Have we become totally insensitive to life outside our own? Have we turned on the mute button at will, 24/7? Have we, knowingly or not, shut us off from the hum of the bees and the call of the wild?


***


Listen to the other person. It isn’t always about us. The universe doesn’t revolve around us. Sometimes, people aren’t interested in what comes out of our lips; but we don’t notice because we are rapt in our own world, lost in our own egocentric grumbling.


Have we ever stopped and looked at the other person deep in their eyes? Stopped and listened to them speak, took in the sound of their voice, gazed at their facial movements, watched their body talk? Have we ever really thought about what lies behind the façade? Hammered into our own awareness the reality that they, too, have a story to tell?


Let’s pause for a while, and contemplate. What they’re saying may not be the wisdom of the ages, but neither is ours. Let’s give them the courtesy of our undivided attention. Make them feel that they exist, for once. Say only what needs to be said, nod in appreciation, squeeze their hand now and then, sit back, settle down and yield to their own muttering.


Then we’ll realize that existing takes more than just looking after ourselves, thinking about ourselves, making something out of ourselves. There are other people in our field of dreams as well, who are no less important in the general scheme of things. Let us not forget that even as we believe we are superior to some, we are vastly inferior to many; and in the final reckoning, before the eyes of our Creator, no one is greater than the other.


***


Listen to yourself. Do you hear what you’re saying? When you say yes, don’t you in fact mean maybe, I’ll see, I’ll think about it, I’m not sure, I don’t know? Do you absent-mindedly nod when you should actually shake your head? Do you open your mouth first, think later and then regret it?


How many times have we put ourselves in awkward or embarrassing situations mainly because we didn’t give much thought to what we were supposed to say? How many enemies have we made simply because we did things that were better left undone? If our orifice didn’t work faster than our brain, we would be spared the ignominy of shooting ourselves often where it hurts.


Listen to your body. Do you hear it creaking here and there? Does it mumble aches in some joints and pound like crazy in some inner nooks and crannies? More often than not, we neglect them like nothing. Our tired limbs grunt and our weary mind groans, but we just move on to the pressing need of the hour. We perish the thought for another day, until the grunts and groans become too audible to ignore and our body becomes too feeble to resist.

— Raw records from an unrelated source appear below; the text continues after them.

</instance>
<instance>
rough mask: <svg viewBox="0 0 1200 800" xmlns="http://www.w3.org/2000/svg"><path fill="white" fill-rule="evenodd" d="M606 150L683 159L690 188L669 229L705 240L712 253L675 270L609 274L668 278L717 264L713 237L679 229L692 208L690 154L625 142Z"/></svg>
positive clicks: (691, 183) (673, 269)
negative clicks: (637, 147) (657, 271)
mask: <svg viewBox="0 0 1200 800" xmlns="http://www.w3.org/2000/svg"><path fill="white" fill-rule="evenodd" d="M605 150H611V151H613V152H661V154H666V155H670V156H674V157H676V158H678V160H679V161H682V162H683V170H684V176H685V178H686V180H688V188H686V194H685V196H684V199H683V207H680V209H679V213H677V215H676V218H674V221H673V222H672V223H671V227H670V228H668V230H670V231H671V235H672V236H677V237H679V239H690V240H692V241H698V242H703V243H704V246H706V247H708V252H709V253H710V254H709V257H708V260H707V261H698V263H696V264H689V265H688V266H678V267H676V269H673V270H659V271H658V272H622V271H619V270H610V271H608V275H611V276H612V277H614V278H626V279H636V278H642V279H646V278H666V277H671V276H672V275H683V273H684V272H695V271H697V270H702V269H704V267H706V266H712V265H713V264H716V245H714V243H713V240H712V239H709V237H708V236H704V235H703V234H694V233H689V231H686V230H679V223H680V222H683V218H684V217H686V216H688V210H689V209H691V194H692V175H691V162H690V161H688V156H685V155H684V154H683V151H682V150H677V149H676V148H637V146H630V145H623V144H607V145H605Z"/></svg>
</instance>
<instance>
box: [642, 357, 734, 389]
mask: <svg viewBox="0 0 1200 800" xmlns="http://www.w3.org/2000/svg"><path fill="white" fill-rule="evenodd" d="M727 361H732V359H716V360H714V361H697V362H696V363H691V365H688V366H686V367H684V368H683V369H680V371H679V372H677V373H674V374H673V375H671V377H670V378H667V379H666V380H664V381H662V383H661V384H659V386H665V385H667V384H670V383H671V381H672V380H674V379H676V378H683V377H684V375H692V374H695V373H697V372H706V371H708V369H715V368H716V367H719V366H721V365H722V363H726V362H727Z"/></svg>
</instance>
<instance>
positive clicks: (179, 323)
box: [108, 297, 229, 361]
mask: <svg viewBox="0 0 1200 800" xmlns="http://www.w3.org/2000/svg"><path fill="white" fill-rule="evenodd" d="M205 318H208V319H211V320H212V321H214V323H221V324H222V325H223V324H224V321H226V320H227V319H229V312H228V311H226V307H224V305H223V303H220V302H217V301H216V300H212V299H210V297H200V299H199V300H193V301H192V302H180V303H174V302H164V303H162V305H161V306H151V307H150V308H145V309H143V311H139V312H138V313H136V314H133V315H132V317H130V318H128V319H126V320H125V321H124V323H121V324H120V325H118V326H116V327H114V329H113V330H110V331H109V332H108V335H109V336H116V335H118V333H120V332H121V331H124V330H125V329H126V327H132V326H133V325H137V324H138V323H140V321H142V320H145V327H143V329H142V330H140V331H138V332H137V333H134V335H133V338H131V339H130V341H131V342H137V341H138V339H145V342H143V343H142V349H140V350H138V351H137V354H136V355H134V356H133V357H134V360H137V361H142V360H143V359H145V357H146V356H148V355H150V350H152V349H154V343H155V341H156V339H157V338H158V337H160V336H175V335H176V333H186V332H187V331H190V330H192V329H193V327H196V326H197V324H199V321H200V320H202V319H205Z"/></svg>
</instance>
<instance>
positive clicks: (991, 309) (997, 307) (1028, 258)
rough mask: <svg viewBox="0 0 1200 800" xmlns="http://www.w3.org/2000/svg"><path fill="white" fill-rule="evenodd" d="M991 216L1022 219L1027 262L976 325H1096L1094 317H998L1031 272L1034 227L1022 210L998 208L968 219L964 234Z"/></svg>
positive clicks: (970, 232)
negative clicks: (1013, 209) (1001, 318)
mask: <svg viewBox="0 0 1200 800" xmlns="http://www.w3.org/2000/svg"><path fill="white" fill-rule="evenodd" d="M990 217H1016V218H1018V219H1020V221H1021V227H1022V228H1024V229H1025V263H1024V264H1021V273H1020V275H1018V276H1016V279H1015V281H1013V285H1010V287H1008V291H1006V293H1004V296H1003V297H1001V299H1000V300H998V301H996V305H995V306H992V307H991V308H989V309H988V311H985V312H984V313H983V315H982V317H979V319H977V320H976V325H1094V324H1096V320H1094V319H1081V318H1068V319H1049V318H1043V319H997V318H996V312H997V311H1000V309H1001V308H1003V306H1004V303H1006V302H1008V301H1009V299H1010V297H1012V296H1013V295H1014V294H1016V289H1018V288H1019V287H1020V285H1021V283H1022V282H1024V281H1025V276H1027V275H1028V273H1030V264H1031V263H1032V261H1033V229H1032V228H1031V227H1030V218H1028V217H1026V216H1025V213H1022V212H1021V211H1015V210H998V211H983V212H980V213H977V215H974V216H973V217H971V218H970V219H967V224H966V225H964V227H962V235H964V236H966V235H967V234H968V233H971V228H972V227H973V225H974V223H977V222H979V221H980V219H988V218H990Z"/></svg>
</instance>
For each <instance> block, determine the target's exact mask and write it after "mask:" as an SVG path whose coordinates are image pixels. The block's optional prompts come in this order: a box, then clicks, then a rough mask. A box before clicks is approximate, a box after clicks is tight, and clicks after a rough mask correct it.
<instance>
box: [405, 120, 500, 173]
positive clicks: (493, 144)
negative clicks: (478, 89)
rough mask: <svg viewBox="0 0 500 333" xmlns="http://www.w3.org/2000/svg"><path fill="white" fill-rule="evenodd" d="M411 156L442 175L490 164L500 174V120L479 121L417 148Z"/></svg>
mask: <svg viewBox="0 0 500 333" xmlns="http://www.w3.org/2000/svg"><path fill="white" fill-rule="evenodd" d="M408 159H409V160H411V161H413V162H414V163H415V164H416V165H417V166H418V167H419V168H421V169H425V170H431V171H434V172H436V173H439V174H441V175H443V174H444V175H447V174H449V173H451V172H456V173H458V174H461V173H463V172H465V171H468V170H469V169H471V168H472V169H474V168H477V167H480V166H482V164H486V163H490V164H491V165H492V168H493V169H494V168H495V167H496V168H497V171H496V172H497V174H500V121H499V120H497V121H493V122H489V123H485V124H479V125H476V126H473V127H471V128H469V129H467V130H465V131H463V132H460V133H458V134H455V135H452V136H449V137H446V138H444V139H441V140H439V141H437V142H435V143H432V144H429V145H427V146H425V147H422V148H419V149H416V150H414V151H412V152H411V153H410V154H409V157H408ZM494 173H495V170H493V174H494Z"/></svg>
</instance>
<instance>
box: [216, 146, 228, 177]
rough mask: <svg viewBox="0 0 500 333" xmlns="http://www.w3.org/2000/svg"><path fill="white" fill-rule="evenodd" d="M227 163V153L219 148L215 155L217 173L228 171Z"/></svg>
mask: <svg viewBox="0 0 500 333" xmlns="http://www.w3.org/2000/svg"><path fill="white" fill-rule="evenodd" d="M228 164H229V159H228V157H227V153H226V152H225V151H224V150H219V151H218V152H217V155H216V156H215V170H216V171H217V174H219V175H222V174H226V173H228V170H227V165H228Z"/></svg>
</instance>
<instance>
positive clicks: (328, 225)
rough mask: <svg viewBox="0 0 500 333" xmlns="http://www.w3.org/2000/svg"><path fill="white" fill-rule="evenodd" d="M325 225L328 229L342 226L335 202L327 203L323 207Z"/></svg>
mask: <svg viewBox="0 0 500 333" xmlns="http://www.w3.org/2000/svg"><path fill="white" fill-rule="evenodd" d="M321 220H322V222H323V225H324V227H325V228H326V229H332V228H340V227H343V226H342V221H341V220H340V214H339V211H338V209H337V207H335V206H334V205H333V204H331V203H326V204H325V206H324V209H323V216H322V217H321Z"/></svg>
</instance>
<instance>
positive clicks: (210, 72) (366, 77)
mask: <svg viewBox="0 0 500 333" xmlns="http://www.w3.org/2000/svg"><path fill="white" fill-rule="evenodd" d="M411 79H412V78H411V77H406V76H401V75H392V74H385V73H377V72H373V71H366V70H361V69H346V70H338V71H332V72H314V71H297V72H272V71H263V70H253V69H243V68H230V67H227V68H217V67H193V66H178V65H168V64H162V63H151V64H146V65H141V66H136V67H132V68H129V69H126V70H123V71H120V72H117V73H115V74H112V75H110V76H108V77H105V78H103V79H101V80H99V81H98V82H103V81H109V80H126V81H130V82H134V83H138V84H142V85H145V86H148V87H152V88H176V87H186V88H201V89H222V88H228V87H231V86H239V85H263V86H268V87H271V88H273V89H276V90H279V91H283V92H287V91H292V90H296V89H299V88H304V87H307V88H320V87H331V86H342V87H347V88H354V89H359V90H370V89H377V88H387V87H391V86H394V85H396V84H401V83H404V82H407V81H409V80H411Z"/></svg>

Listen to your heart, it knows everything. It speaks volumes when the flesh has been rendered numb to the wiles of the world. When it’s calling for you, do you take heed or do you look the other way? Do you trip the light fantastic or do you seek refuge in the cover of twilight? Do you take the plunge or do you hedge your bets? Did you choose wisely or are you forever in regret?


Let us listen to the music of our lives, the songs that we sang when we were growing up, when we fell in love, when we were happy, when we were lonely, when we were troubled, when we were carefree. Without music, what are we? What would life be but a voiceless, dreamless void – a labyrinth of noise and clatter, a web of tangled emotions and jumbled situations, a maze of boring rhyme and joyless rhythm?


Let us listen to the sounds that remind us of how human we are, the sounds that kept us from going over the edge at one time or another, that made us sit up either in amazement or bewilderment, that made us weep in sweet surrender or get away from the dissonance of twisted lives and busted morals. A new-born baby crying, a child laughing, grass rustling under our feet, birds chirping on tree-tops, leaves crackling with the wind, water falling from rocks up ahead, someone whispering saccharine nothings to our ear – aren’t they the sounds that make us alive?


Let us listen when all around us it is silent, and what we will hear is our soul murmuring.